Given that three-fourths (3/4) of the object's volume is beneath the surface of water, we can write:

v_water/v_object = 3/4

Next, we need to substitute the density of water, which is 1 g/cm^3, into the equation:

p_object/(1 g/cm^3) = 3/4

To isolate p_object, we can cross-multiply:

p_object = (3/4) * (1 g/cm^3)

Simplifying the expression:

p_object = 3/4 g/cm^3

Therefore, the object's density is 3/4 g/cm^3.

To find the density of the object, we need to use the concept of buoyancy. The buoyant force acting on the object is equal to the weight of the water displaced by the object.

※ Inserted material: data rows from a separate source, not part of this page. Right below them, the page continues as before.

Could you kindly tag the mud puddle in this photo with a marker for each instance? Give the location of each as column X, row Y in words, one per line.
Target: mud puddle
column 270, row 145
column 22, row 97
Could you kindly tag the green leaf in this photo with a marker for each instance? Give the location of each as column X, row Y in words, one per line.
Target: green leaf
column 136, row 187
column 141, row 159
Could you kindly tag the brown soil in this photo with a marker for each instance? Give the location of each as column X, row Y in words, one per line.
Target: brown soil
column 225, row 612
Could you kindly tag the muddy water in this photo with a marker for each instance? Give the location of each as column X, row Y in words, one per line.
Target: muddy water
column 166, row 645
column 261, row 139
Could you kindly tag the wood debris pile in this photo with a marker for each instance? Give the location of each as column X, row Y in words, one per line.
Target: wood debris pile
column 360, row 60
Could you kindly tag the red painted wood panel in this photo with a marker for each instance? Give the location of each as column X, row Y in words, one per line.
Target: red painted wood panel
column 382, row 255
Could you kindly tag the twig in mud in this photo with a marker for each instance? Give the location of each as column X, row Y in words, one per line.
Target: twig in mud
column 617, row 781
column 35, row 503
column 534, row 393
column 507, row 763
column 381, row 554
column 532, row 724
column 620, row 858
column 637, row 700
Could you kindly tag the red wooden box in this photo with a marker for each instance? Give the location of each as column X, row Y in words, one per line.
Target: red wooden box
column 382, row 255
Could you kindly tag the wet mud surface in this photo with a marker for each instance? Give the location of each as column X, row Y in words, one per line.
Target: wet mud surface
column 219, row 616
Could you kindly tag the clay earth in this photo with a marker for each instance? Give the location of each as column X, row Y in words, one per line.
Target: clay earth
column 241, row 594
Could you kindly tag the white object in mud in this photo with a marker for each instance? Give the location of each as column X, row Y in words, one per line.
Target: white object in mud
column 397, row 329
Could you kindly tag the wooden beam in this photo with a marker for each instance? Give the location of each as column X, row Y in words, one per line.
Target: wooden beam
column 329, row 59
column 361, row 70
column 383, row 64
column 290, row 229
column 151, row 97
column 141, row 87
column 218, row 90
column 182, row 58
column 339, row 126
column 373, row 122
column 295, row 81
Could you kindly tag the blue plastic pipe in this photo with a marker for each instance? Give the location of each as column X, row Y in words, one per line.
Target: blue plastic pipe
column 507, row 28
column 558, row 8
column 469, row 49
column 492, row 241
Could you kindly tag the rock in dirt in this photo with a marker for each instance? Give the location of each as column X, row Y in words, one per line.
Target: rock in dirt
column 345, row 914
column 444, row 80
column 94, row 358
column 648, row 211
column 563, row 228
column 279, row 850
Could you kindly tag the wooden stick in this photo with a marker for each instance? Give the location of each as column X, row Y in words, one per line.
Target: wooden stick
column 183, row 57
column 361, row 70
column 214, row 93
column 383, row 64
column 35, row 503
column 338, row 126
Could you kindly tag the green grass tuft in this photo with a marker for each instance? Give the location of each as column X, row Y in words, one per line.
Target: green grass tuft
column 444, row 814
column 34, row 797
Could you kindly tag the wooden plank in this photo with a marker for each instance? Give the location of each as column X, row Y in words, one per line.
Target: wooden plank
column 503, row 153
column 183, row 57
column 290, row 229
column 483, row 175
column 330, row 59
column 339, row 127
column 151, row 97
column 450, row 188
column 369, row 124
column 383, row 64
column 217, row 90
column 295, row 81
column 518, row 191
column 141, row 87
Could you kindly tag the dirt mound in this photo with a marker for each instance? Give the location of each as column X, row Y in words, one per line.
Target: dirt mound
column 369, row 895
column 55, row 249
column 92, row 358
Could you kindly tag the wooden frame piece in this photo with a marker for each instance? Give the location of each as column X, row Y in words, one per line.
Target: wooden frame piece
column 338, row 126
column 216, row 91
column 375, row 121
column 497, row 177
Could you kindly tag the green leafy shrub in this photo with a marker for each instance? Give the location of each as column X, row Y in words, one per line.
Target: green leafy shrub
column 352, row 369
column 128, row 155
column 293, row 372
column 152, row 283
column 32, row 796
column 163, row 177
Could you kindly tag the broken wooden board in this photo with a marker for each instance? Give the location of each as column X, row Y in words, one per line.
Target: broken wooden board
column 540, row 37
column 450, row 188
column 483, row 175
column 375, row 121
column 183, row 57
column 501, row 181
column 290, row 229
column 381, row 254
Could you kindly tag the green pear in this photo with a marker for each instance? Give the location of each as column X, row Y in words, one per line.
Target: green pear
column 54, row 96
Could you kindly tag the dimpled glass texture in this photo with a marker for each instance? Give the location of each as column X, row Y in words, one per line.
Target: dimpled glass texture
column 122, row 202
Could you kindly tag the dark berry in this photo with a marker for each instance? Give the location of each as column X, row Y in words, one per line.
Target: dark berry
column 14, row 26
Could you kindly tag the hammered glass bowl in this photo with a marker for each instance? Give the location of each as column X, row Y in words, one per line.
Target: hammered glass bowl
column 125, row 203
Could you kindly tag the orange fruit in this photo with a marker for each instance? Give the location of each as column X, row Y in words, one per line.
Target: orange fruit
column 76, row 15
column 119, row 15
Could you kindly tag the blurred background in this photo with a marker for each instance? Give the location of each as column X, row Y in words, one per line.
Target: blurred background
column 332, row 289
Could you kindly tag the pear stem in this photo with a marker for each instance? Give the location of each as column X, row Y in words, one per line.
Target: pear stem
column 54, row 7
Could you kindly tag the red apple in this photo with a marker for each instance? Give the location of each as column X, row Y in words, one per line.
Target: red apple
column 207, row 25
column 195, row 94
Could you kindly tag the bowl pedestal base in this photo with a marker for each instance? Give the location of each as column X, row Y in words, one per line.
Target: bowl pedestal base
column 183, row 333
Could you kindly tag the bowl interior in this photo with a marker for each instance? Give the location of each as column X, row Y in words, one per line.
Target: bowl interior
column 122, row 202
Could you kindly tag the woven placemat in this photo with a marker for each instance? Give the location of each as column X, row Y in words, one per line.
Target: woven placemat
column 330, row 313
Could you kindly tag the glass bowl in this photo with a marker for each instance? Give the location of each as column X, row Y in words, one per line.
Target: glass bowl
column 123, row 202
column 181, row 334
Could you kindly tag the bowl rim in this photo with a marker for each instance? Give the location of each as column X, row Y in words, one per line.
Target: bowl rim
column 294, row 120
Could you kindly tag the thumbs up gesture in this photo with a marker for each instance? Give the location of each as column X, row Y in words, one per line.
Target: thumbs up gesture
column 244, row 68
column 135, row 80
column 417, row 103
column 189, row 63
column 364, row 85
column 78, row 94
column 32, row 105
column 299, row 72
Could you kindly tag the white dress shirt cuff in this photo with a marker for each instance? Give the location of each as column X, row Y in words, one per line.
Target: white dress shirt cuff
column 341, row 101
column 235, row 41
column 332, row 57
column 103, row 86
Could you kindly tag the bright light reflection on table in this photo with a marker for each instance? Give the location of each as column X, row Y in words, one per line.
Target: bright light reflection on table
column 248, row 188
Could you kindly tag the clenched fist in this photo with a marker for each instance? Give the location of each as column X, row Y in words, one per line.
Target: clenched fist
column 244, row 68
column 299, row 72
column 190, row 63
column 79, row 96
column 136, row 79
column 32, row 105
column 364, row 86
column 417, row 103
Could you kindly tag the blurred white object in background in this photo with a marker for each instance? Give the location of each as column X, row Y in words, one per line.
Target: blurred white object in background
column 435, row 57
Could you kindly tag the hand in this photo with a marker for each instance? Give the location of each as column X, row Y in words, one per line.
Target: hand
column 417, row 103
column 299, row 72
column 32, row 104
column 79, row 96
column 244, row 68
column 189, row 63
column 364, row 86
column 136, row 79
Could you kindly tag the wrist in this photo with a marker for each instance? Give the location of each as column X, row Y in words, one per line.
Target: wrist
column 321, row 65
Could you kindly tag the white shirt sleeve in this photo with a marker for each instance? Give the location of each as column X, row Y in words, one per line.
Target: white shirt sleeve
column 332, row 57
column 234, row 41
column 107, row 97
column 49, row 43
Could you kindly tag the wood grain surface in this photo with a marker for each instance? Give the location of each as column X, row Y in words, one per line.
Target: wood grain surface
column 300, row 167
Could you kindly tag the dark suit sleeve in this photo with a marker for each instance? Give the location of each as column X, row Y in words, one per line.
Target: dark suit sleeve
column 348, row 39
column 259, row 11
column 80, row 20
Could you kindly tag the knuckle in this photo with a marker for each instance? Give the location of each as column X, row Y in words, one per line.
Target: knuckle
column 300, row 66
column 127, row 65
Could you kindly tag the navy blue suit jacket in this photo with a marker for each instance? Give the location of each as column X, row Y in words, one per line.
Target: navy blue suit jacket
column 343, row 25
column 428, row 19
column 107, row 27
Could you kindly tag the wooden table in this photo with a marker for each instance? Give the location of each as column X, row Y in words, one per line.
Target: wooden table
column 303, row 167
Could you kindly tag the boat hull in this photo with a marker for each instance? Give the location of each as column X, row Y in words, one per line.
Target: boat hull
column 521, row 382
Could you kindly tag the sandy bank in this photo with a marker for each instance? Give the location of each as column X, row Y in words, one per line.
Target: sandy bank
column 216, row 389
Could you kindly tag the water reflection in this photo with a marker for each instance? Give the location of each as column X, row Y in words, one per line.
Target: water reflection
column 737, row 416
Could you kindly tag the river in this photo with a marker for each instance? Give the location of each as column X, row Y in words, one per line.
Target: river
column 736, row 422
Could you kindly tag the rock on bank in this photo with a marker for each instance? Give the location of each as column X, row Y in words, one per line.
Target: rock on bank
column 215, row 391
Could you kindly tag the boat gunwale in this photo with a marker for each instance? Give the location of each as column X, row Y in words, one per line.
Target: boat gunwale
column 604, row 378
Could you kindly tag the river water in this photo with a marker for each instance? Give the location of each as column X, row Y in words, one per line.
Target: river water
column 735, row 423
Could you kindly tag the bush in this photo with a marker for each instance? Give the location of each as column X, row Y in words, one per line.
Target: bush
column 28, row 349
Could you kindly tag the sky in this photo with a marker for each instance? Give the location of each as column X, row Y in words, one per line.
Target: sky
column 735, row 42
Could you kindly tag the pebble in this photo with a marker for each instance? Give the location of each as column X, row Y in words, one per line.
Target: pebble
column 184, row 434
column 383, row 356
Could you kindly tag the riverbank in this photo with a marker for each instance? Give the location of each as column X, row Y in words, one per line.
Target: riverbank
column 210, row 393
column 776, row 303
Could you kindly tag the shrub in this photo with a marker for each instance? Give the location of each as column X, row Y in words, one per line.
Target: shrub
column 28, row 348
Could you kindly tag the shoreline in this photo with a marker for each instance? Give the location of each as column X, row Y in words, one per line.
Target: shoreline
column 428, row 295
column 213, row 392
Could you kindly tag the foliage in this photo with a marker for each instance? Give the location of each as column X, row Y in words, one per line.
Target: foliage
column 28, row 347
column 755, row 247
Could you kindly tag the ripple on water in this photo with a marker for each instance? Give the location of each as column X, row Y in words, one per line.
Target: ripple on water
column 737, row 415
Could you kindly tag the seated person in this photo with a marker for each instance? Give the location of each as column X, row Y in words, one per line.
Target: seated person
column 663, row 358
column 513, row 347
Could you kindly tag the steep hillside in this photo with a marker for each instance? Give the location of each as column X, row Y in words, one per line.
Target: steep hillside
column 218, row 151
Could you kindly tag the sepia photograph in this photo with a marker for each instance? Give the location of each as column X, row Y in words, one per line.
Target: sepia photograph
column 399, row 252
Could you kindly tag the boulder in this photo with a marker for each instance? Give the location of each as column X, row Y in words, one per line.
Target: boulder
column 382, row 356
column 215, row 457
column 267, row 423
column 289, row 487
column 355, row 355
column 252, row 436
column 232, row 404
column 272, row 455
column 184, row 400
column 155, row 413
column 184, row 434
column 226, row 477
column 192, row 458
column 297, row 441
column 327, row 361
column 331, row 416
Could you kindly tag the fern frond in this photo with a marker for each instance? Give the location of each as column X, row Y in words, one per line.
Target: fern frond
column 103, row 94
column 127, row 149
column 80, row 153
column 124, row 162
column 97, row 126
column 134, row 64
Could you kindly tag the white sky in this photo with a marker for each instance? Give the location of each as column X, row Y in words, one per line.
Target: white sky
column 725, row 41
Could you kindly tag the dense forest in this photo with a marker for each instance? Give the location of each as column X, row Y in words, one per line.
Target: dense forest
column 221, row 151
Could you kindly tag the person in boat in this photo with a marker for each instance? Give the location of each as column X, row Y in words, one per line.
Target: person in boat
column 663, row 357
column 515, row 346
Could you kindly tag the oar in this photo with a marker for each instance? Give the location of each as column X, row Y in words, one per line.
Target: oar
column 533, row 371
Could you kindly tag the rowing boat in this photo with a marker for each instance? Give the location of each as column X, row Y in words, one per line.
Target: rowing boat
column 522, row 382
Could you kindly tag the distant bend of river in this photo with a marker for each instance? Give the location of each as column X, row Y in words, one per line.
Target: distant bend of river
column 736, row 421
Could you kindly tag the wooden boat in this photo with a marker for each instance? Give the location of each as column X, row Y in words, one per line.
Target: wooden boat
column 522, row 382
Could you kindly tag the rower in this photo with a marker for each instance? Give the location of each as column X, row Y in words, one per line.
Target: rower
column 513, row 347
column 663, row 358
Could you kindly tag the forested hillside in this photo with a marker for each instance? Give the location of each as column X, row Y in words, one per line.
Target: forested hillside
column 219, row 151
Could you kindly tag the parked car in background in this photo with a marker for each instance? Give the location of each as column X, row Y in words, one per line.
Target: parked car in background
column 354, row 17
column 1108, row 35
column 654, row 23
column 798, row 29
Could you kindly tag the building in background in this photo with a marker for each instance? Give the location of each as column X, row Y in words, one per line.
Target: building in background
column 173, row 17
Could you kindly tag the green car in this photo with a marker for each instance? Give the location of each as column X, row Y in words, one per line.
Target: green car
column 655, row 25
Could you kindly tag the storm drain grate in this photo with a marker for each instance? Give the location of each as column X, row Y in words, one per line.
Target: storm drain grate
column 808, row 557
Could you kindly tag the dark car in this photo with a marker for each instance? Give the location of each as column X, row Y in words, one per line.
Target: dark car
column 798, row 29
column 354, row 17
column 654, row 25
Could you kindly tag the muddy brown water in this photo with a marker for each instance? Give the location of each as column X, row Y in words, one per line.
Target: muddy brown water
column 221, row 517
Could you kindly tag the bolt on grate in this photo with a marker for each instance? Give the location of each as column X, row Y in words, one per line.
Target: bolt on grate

When the object floats, it displaces an amount of water equal to its own weight.

Let's assume the density of water is 1 g/cm^3.

Given that three-fourths (3/4) of the object's volume is beneath the surface of the water, it means one-fourth (1/4) of the volume is above the surface. This implies that the weight of the water displaced is equal to the weight of the part of the object above the water.

Let's denote the density of the object as p_o (in g/cm^3). Since the weight is directly proportional to the volume, we have:

p_object/p_water = v_water/v_object

Substituting the given values, we have:

p_o/1 = 1/4

Cross-multiplying, we get:

p_o = 1/4

Therefore, the density of the object is 1/4 g/cm^3.